Chabahar has seen limited operations since 2019, a result of U.S. restrictions imposed on Iran’s energy exports. The port handled a mere 123 vessels with 1.8 million tons of bulk and general cargo from February 2019 to January 2021, well below its operating capacity, according to reports.
That’s set to change. New Delhi ultimately aims to link Chabahar to its International North-South Transport Corridor (INSTC), a project initially proposed by India, Russia, and Iran in 2000 and later joined by 10 other Central Asian nations.
Some see the INSTC as a less-monied rival to China’s BRI, which has invested heavily in Pakistan’s road, power and trade infrastructure, including huge multi-billion-dollar investments at Gwadar port.
INSTC envisions a 7,200 kilometer-long, multimode network comprised of shipping, rail, and road links connecting India’s Mumbai with Europe via Moscow and Central Asia. Initial estimates suggest INSTC could cut current carriage costs by about 30% and travel times by half.
Iran has already started working on a 600-kilometer-long railway line connecting Chabahar port to Zahedan, the provincial capital of Sistan-Baluchestan province close to the Afghan border.
Chabahar oceanic port consists of Shahid Kalantari and Shahid Beheshti terminals, each of which has five berth facilities. The port is located in Iran’s Sistan-Balouchestan Province and is about 120 kilometers southwest of Pakistan’s Baluchistan province, where the China-funded Gwadar port is situated.
In May 2016, India, Iran, and Afghanistan signed a trilateral agreement for the strategically-located Chabahar to give New Delhi access to Kabul and Central Asia.
The original plan committed at least $21 billion to the so-called Chabahar–Hajigak corridor, which then included $85 million for Chabahar port development, a $150 million credit line to Iran, an $8 billion India-Iran MOU for Indian industrial investment in a Chabahar special economic zone, and $11 billion for the Hajigak iron and steel mining project awarded to seven Indian companies in central Afghanistan.
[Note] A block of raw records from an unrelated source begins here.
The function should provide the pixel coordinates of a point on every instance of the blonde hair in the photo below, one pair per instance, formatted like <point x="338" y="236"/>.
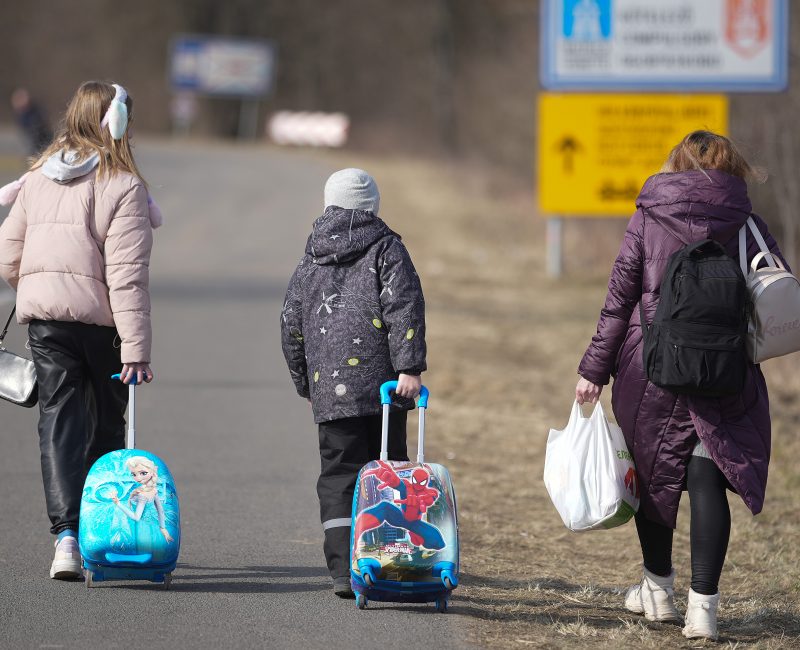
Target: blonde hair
<point x="140" y="461"/>
<point x="80" y="131"/>
<point x="701" y="150"/>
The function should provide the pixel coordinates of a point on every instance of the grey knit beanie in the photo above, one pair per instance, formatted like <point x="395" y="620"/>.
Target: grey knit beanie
<point x="353" y="189"/>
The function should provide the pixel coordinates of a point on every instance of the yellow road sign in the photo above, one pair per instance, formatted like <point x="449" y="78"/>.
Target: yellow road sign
<point x="597" y="150"/>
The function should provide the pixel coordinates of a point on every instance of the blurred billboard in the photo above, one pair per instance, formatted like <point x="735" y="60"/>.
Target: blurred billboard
<point x="234" y="67"/>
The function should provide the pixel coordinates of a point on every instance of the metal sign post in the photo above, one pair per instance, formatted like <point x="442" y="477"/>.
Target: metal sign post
<point x="555" y="247"/>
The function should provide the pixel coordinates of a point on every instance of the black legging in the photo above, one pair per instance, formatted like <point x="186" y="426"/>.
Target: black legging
<point x="709" y="532"/>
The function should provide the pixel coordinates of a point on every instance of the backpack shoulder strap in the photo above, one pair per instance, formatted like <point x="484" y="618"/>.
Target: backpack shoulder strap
<point x="762" y="245"/>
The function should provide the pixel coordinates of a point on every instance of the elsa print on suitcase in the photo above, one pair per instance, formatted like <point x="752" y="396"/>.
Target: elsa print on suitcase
<point x="135" y="506"/>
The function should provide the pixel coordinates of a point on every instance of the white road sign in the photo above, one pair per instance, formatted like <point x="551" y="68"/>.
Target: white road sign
<point x="727" y="45"/>
<point x="222" y="66"/>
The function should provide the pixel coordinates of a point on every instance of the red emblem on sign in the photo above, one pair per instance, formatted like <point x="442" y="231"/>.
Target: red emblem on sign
<point x="747" y="26"/>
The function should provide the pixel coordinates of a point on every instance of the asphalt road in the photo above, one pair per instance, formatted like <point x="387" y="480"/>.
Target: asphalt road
<point x="223" y="415"/>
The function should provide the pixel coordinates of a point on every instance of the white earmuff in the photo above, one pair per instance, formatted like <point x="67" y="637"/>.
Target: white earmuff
<point x="116" y="117"/>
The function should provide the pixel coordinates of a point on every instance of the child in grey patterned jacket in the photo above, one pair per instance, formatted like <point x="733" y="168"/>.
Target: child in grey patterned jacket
<point x="354" y="317"/>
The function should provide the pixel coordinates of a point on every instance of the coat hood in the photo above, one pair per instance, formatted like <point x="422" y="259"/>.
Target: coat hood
<point x="65" y="166"/>
<point x="341" y="235"/>
<point x="715" y="196"/>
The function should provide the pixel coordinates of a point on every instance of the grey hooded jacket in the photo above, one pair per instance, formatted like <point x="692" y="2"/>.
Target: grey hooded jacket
<point x="354" y="315"/>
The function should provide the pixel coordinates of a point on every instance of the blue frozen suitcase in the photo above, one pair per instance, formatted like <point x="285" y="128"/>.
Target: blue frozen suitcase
<point x="404" y="533"/>
<point x="129" y="527"/>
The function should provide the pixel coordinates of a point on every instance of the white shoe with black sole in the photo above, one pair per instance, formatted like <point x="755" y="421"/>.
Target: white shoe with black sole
<point x="67" y="561"/>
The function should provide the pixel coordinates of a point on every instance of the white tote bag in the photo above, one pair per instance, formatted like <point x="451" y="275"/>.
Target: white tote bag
<point x="774" y="326"/>
<point x="589" y="472"/>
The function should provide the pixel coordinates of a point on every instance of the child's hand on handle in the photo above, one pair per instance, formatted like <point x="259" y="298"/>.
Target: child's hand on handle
<point x="141" y="371"/>
<point x="586" y="391"/>
<point x="408" y="385"/>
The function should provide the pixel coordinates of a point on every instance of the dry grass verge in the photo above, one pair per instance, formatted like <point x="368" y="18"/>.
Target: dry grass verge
<point x="504" y="343"/>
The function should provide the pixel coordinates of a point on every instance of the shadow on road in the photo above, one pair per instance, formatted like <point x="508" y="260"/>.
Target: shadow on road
<point x="225" y="290"/>
<point x="236" y="580"/>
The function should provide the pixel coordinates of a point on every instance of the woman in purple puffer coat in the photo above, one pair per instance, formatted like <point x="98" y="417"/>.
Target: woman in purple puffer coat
<point x="705" y="445"/>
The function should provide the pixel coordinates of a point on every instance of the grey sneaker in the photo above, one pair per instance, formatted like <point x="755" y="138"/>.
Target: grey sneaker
<point x="342" y="587"/>
<point x="653" y="597"/>
<point x="67" y="561"/>
<point x="701" y="616"/>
Hajigak is the best known and largest iron oxide deposit in Afghanistan. It is located near the Hajigak Pass, with its area divided between Maidan Wardak and Bamyan provinces.
Unlike Chabahar, which is designed more to serve the economic and trade interests of the wider region, Gwadar is more tilted toward Beijing’s ambitions, analysts and traders say.
Riaz Haq, founder and president of PakAlumni Worldwide, a global social network for Pakistanis, wrote in a recent blog that “China is looking to build and use Gwadar in Pakistan as Hong Kong West to serve as a superhighway for China’s trade expansion in [the] Middle East (West Asia), Africa and Europe.”
Gwadar port’s planned capacity will accommodate a massive 300 to 400 million tons of cargo annually, comparable to the combined annual capacity of all Indian ports. It also dwarfs the 10-12 million tons of cargo handling capacity now planned for Chabahar.
In another comparison, the largest U.S. port at Long Beach, California, handles 80 million tons of cargo, about a quarter of what Gwadar could handle upon completion of a project that is designed largely to receive and move China’s trade.